That Ariana Grande Moment
Victorious was the usual Nickelodeon pablum, but her voice was obvious immediately. The kind of control that only comes from actually studying someone—Mariah Carey probably, maybe Imogen Heap. She understood what a run was for, which is different from just being able to do one.
By the time Sweetener happened, she was everywhere online in a way that didn’t feel managed. That matters more than people think. Most pop stars treat Twitter like a broadcast platform, but she was actually there, which is disarming and probably more effective than any strategy could be. A million followers who felt like they knew her because she was actually talking, not performing talking.

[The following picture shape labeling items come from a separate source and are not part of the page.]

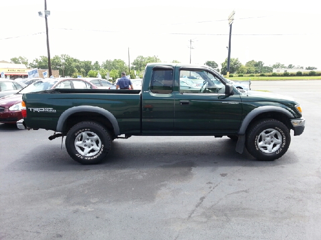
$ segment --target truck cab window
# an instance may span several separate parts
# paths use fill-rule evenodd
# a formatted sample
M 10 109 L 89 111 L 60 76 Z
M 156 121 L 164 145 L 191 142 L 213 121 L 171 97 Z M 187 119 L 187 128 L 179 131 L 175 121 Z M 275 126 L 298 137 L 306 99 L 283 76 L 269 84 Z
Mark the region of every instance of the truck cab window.
M 153 71 L 150 90 L 154 94 L 168 94 L 173 92 L 172 70 L 156 70 Z
M 225 85 L 212 73 L 204 70 L 180 71 L 181 94 L 224 94 Z

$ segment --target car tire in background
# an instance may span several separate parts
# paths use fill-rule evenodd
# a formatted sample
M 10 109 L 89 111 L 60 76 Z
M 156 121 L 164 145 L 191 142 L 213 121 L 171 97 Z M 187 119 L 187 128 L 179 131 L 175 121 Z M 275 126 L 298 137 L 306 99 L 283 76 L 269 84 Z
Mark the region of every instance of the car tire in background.
M 112 138 L 110 134 L 99 124 L 82 122 L 68 132 L 65 145 L 69 156 L 82 164 L 97 164 L 108 155 Z

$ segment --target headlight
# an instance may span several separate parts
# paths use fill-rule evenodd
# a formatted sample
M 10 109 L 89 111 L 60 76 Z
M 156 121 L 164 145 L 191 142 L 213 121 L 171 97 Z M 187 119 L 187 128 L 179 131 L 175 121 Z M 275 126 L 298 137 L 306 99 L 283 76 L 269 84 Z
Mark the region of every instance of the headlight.
M 302 108 L 301 108 L 301 106 L 300 104 L 295 105 L 295 108 L 299 111 L 300 113 L 302 113 Z
M 19 110 L 22 110 L 22 104 L 21 102 L 15 104 L 9 108 L 9 110 L 11 111 L 19 111 Z

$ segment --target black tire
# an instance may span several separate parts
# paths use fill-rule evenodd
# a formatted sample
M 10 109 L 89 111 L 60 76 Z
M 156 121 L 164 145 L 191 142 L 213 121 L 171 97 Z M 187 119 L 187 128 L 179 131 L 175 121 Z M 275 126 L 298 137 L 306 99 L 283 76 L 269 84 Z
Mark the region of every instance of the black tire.
M 70 128 L 65 145 L 68 154 L 75 161 L 84 164 L 97 164 L 108 155 L 111 142 L 110 134 L 100 124 L 82 122 Z
M 264 119 L 250 126 L 245 146 L 258 160 L 272 161 L 286 152 L 290 142 L 290 132 L 285 125 L 275 119 Z
M 228 135 L 227 137 L 229 138 L 233 141 L 237 141 L 239 139 L 238 136 L 237 136 L 236 135 Z

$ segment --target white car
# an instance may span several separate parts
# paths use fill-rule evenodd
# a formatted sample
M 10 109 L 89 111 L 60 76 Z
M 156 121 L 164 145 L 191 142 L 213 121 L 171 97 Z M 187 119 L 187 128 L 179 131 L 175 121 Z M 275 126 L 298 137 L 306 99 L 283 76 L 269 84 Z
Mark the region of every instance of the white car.
M 249 86 L 248 84 L 245 84 L 243 83 L 238 82 L 237 82 L 233 81 L 232 80 L 230 80 L 229 79 L 226 79 L 227 81 L 232 84 L 233 86 L 236 88 L 237 89 L 242 89 L 243 90 L 251 90 L 251 88 Z

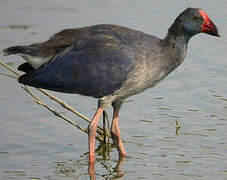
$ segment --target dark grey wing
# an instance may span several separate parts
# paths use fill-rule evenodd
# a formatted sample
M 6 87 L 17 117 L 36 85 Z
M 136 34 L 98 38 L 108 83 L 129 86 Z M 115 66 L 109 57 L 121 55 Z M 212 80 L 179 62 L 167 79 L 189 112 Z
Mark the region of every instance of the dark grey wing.
M 100 98 L 120 89 L 134 64 L 131 48 L 113 37 L 84 36 L 35 73 L 21 76 L 19 82 Z

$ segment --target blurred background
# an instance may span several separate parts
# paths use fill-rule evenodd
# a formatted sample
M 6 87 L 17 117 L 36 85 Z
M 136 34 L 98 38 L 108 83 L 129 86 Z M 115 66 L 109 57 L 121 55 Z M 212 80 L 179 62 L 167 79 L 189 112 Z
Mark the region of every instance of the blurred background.
M 221 38 L 200 34 L 185 62 L 153 89 L 130 97 L 120 127 L 128 158 L 120 177 L 117 150 L 97 156 L 97 179 L 227 178 L 226 0 L 0 0 L 0 49 L 47 40 L 65 29 L 119 24 L 164 38 L 187 7 L 204 9 Z M 19 56 L 0 60 L 13 68 Z M 0 72 L 8 73 L 0 66 Z M 14 79 L 0 75 L 0 179 L 88 179 L 87 135 L 35 104 Z M 84 127 L 87 124 L 34 92 Z M 53 93 L 92 117 L 97 100 Z M 109 110 L 111 117 L 112 109 Z M 182 128 L 176 134 L 175 121 Z M 98 143 L 97 143 L 98 144 Z

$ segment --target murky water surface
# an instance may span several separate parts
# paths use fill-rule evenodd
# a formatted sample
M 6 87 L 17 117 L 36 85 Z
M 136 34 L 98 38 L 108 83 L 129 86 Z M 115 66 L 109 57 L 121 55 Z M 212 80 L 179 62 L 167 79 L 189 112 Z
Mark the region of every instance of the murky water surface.
M 0 49 L 99 23 L 164 37 L 189 6 L 205 9 L 222 37 L 192 38 L 181 67 L 155 88 L 129 98 L 120 117 L 128 158 L 117 173 L 115 148 L 106 160 L 97 155 L 97 179 L 227 179 L 226 0 L 0 0 Z M 1 60 L 13 68 L 23 62 L 17 56 L 1 55 Z M 2 67 L 0 72 L 8 73 Z M 89 179 L 86 134 L 35 104 L 16 80 L 0 75 L 0 84 L 0 179 Z M 54 94 L 92 117 L 97 100 Z M 176 120 L 182 125 L 178 135 Z

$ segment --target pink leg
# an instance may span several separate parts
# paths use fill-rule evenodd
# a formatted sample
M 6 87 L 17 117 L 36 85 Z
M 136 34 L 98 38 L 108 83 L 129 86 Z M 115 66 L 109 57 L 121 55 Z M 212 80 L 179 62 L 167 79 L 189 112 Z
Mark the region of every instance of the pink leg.
M 96 111 L 94 117 L 92 118 L 92 121 L 90 122 L 88 126 L 88 141 L 89 141 L 89 164 L 90 166 L 93 166 L 92 164 L 95 163 L 95 136 L 97 132 L 97 124 L 98 121 L 103 113 L 102 108 L 98 108 Z
M 111 125 L 111 135 L 114 141 L 115 146 L 117 147 L 119 157 L 126 157 L 126 151 L 121 140 L 120 128 L 118 125 L 119 121 L 119 109 L 114 109 L 113 121 Z

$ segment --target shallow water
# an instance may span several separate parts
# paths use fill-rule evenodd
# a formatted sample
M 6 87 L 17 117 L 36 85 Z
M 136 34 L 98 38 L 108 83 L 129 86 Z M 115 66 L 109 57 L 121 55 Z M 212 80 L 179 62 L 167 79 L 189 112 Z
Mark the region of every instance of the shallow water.
M 164 37 L 189 6 L 206 10 L 222 37 L 197 35 L 183 65 L 155 88 L 128 99 L 120 119 L 128 158 L 117 173 L 115 148 L 106 160 L 97 155 L 97 179 L 227 179 L 226 1 L 0 0 L 0 49 L 99 23 Z M 13 68 L 23 62 L 17 56 L 1 55 L 1 60 Z M 0 72 L 8 73 L 2 67 Z M 0 75 L 0 83 L 0 179 L 89 179 L 86 134 L 35 104 L 16 80 Z M 88 117 L 97 106 L 93 98 L 54 94 Z M 178 135 L 175 120 L 182 125 Z

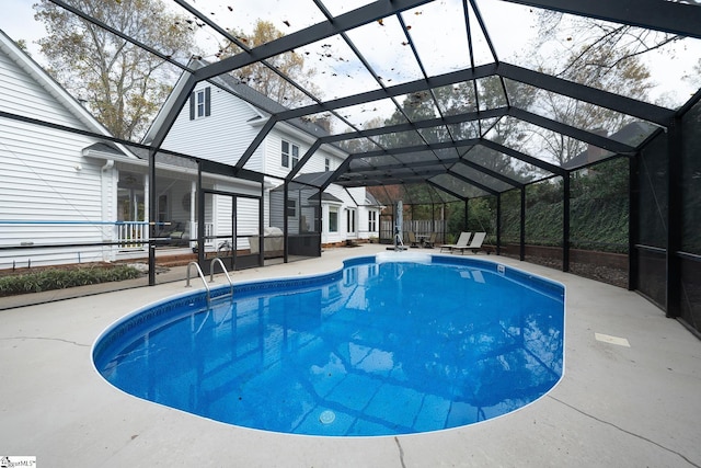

The Manchester bombing in 2017 happened at her concert. She came back and did the benefit show and just kept going. That’s what you do, or you don’t. She did.
Sweetener era was nonstop touring—Köln, Hamburg, Berlin, Vienna, everywhere. Live pop music is the only place where a voice still matters in a real way. Thousands of people in a room, her voice against all that distance. That’s where the work actually lives.
I don’t follow what happened to her after that. Maybe she’s still the artist who got it right, or maybe she cashed in like everyone does eventually. But for a moment there—late 2010s, when she was making full records instead of just singles—she was doing something that felt inevitable. Like someone had finally figured out how to think inside the pop machine instead of just surviving it.